Cover Story

Heroin in CNY

Once-rare drug becomes more common and spreads into the suburbs

Talking Smack

The spike in heroin use in Central New York is more than a topic for writer Amanda Seef to cover. She’s also an EMT who responds when overdoses are reported.

Underneath a mattress in the upstairs bedroom of her neat home in Liverpool lies a problem Barb Stone was hoping she wouldn’t have to face: discarded needles, plastic bags and a sign of trouble for her 19-year-old son.

It started as it has for many others in Central New York: a teenager in the suburbs, finding access to prescription narcotics. A bottle of prescription painkillers from a medical procedure turned up empty.

I knew then that it was him,” she said. “But I didn’t think it was going to escalate.

Stone’s daughter noticed it first – the pills turned to heroin use.

At first, I didn’t want to believe it,” she said. “I didn’t know heroin was out here (in the suburbs).

In the two years since, Stone has been fighting an uphill battle against heroin and the hell that accompanies it.

It’s discouraging,” she said. “I’m in tears, because this is a problem that you just can’t stop.

A month ago, she found the stash of hypodermic needles beneath his bed. She disposed of them, as she has with other paraphernalia she found. Room searches are a part of her normal life, a life that she says can’t be normal when you’re trying to help an addict. As a mother of six, she quit her job to help her son. She and her boyfriend have placed security cameras around the home to help keep drugs and other users out. Last year, she caught the teen stealing electronics from the home, presumably to sell for drugs. That night, she had him arrested in hopes of court-ordered rehab. Like many times before, and many times since, Stone told her middle son to find a new place to live.
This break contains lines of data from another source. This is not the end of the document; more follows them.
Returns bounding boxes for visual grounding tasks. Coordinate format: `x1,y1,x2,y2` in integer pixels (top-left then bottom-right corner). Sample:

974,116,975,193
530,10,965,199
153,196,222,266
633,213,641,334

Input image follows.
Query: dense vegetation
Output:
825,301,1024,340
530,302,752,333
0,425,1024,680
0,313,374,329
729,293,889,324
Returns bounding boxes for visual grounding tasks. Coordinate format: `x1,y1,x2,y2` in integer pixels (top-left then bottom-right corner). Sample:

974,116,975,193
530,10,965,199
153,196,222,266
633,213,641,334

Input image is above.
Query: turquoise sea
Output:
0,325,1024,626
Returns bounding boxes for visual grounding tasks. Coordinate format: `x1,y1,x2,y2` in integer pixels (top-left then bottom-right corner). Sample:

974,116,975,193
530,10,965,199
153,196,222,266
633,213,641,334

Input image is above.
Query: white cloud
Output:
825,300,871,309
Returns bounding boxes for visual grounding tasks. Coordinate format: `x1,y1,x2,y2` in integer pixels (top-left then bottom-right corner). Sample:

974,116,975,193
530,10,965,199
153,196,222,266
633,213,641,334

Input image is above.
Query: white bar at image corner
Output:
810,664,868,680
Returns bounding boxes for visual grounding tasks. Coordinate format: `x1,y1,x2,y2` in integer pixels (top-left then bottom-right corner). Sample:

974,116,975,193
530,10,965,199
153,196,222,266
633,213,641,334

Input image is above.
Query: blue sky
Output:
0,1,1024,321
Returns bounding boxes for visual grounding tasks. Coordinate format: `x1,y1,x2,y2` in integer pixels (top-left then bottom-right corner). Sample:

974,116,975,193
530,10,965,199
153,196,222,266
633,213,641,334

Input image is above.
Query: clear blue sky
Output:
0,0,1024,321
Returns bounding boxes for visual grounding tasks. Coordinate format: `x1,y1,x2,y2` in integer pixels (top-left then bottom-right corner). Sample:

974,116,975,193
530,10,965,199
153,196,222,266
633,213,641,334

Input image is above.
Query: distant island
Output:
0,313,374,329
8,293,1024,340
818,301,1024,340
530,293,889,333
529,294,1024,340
What are you supposed to do? You can’t give up on your kid,” she said. “But I was at my breaking point.

She’s taken him to detox programs across the state, seeking in-patient care. Some programs say he’s not sick enough and can’t admit him. When denied by one program, the rejection was enough that the teen came home and used the opiate again that night. Out-patient programs and support groups locally have helped push the 19-year-old into periods of sobriety. He wants to quit, she says.

I believe he truly does want to stop,” she said. “He’s been straight for a couple weeks now. But I don’t think he knows he can’t stop heroin without help.